Making their escape from the roaring flames, clad only in their underwear or night clothes, or with practically nothing at all, the crew of the steamer Vashon reached the Commercial street dock early Tuesday morning under thrilling circumstances and conditions which no one of them was anxious to undergo again. The steamer was completely destroyed by fire, the hull finally sinking off the Guemes island shore after burning to the water’s edge.

There is but one explanation of how the fire started, and that is that it was the result of spontaneous combustion.

Dec. 1, 1921

Fidalgo Island has the honor this year of raising the largest turkey heard of up to date in Skagit county, Theodore Haraldson of Burrows Bay bringing in one which tipped the scales at twenty-nine pounds. It was purchased by the management of the New Wilson Hotel and later was won by L. Torrant.

Dec. 3, 1931

Christmas is beginning to manifest itself in the store windows and the decorations of the outside of many of the business houses. … With only 18 days more to do your Christmas shopping, it behooves everyone to get out and shop early and be assured of the variety that is not always available when you wait until the last minute.

Dec. 4, 1941

Two Anacortes young people named Dennis and Lyla dumbfounded the postal department in Bellingham, Washington this week.

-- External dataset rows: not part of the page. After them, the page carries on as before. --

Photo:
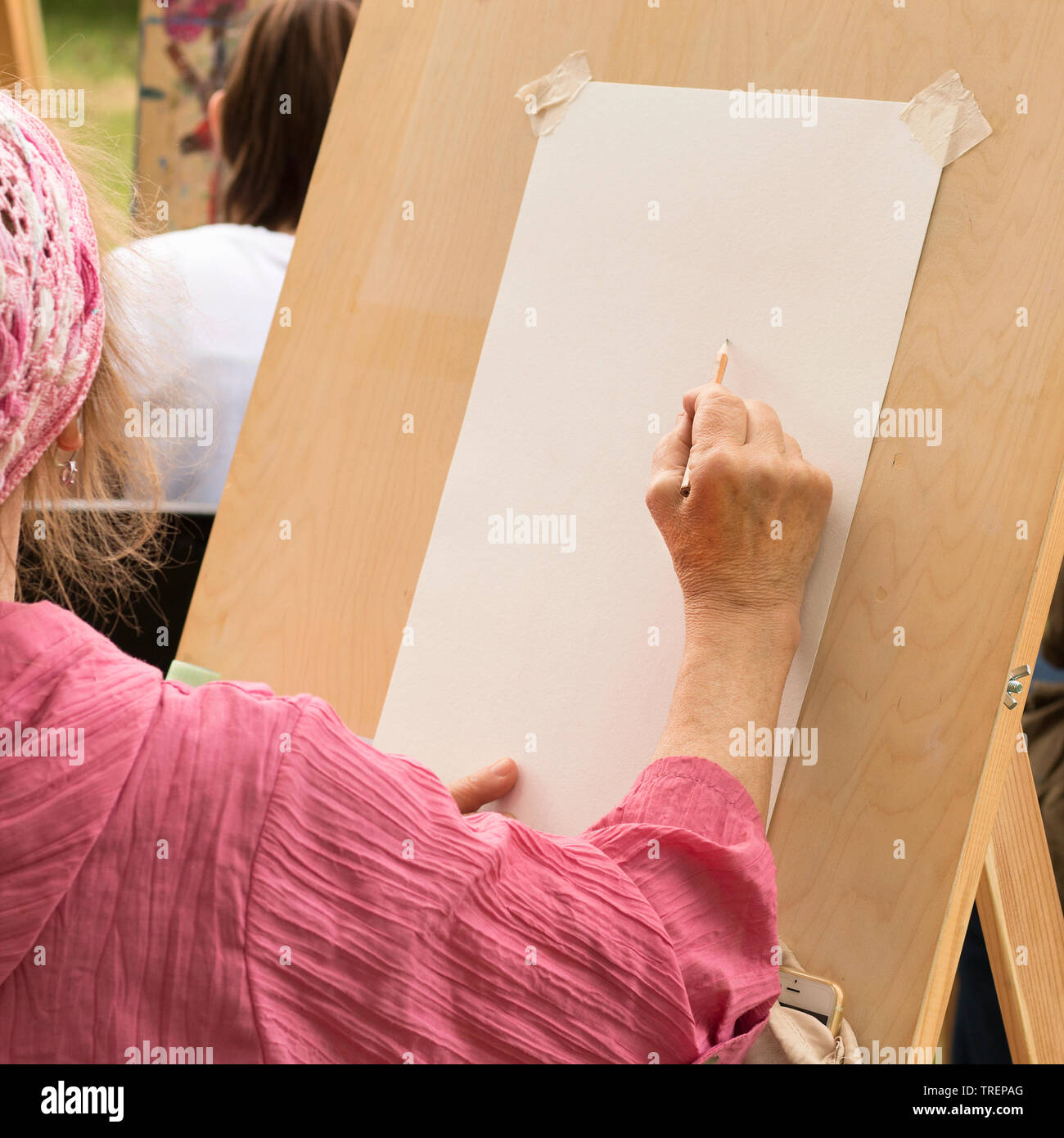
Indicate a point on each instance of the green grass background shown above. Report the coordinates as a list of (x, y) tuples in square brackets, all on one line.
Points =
[(92, 46)]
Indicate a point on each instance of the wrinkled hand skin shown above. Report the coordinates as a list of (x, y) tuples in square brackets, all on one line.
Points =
[(745, 539)]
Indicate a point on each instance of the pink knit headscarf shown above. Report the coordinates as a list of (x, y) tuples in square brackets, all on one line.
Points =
[(52, 307)]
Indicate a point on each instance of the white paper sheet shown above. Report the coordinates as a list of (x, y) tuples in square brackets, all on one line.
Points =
[(521, 644)]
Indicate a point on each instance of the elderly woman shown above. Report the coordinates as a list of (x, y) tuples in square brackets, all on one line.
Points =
[(228, 869)]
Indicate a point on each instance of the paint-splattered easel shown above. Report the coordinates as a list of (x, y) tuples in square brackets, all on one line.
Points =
[(186, 50)]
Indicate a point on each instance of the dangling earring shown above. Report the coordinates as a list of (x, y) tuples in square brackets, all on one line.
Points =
[(65, 460), (70, 467)]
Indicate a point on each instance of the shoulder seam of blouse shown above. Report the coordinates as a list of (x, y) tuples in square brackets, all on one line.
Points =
[(247, 908)]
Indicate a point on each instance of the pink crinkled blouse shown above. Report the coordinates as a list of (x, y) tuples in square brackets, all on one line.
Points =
[(224, 867)]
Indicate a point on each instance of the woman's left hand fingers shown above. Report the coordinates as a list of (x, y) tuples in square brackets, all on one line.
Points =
[(484, 785)]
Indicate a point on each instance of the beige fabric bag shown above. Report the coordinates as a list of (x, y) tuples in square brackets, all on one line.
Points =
[(796, 1036)]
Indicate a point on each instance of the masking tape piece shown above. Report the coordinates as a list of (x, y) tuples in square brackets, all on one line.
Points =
[(946, 120), (190, 674), (547, 98)]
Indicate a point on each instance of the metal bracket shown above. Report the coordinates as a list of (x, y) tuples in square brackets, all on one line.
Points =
[(1014, 686)]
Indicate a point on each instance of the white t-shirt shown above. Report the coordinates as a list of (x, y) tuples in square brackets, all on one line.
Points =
[(203, 300)]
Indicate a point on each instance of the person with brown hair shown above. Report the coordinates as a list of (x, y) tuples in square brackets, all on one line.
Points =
[(224, 872), (210, 292)]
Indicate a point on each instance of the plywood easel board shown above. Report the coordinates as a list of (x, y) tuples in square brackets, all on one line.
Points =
[(22, 43), (388, 318)]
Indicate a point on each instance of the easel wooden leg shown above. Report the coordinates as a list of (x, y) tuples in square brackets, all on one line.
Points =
[(1020, 912)]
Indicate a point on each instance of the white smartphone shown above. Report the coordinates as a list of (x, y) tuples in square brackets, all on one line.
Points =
[(814, 995)]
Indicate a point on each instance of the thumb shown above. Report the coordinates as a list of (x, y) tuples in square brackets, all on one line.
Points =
[(484, 785)]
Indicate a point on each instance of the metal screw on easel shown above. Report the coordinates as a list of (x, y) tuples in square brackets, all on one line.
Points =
[(1015, 685)]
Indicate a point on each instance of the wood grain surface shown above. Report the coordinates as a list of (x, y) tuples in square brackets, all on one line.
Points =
[(388, 317)]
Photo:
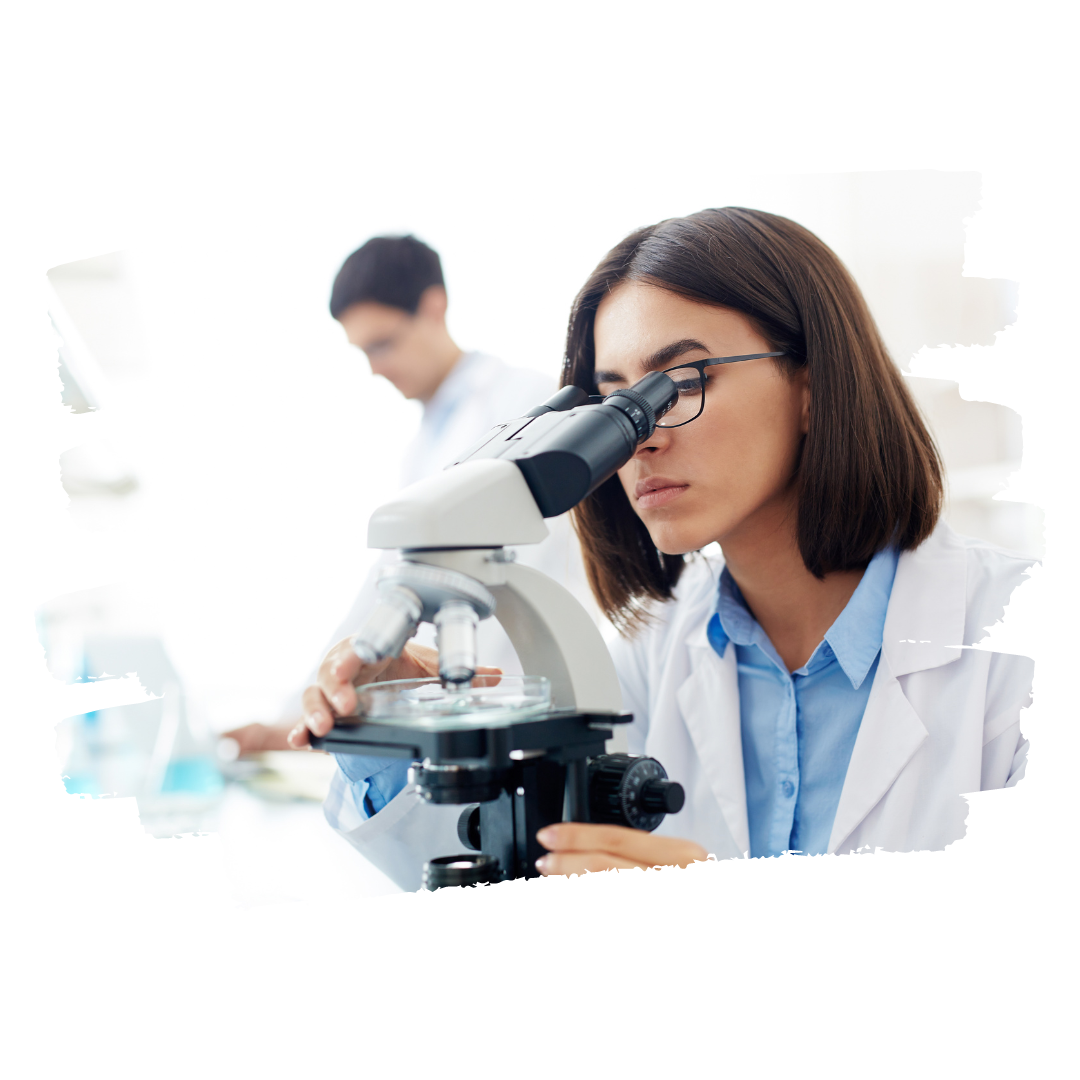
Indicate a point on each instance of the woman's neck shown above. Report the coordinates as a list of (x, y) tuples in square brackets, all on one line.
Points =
[(793, 607)]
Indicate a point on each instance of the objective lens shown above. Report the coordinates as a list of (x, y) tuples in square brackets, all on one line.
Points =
[(391, 624), (454, 872), (456, 624)]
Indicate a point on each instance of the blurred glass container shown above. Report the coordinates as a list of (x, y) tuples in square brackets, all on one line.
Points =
[(495, 697)]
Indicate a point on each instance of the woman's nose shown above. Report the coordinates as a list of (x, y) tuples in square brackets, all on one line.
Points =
[(657, 441)]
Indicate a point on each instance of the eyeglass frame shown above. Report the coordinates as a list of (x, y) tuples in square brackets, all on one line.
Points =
[(701, 365)]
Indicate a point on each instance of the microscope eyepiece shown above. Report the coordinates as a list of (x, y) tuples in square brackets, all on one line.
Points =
[(645, 402)]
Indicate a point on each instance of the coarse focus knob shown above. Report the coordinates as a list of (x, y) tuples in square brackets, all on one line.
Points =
[(624, 790), (662, 796)]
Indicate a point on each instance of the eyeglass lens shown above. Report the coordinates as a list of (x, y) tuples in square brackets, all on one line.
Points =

The two enterprising youngsters had sent cards to Santa Claus mailed on postage guarantee cards of the Union Printing Company of Bellingham. What caused consternation with the Bellingham post office was the request of Lyla who asked for a “hen that could lay eggs.” All Dennis wants is a Bible and an “army truck.”

Nov. 29, 1951

More than 16,000 California families can thank Leo Perkins for the Christmas trees which will adorn their homes late next month.

Perkins, who will have directed the shipment of nearly 16,600 fir to the southern state by Sunday night, is the supervisor of Anacortes’ newest industry. At his location on 29th and Commerical, the Anacortes man and a crew of four are putting the finishing touches to a third (train) carload of Christmas trees earmarked for sale somewhere in California. …

Trucks have been rolling into the 29th street lot since early November, unloading their cargo of douglas and white fir from Lopez, Friday Harbor, Langlie, Oak Harbor and Guemes — all for shipment out of state.

Dec. 6, 1961

City councilmen last night made public their stand on a zoning question which has troubled residents of South Commercial Ave. for some time.

Anacortesans who live or operate businesses on the section of Commercial Ave. between 20th and 28th streets have been concerned that the commercial character of this stretch of street is hazarded by a recommended change to residential zoning. This change in zoning … has the approval of the city planning commission. Consensus of the council, however, is that such a change would create a hardship for persons with existing businesses on that section of the street or for persons who own property there.

Dec. 2, 1971

Anacortes now has three new firemen as a result of provisions under the Emergency Employment Act of 1971, which provides federal funds to put unemployed persons to work and at the same time provide needed services to cities and counties. The employers under the program are units of general local governments and public agencies. … (The) federal government will pay 90 per cent of salaries for the firemen, with the city paying the other 10 per cent.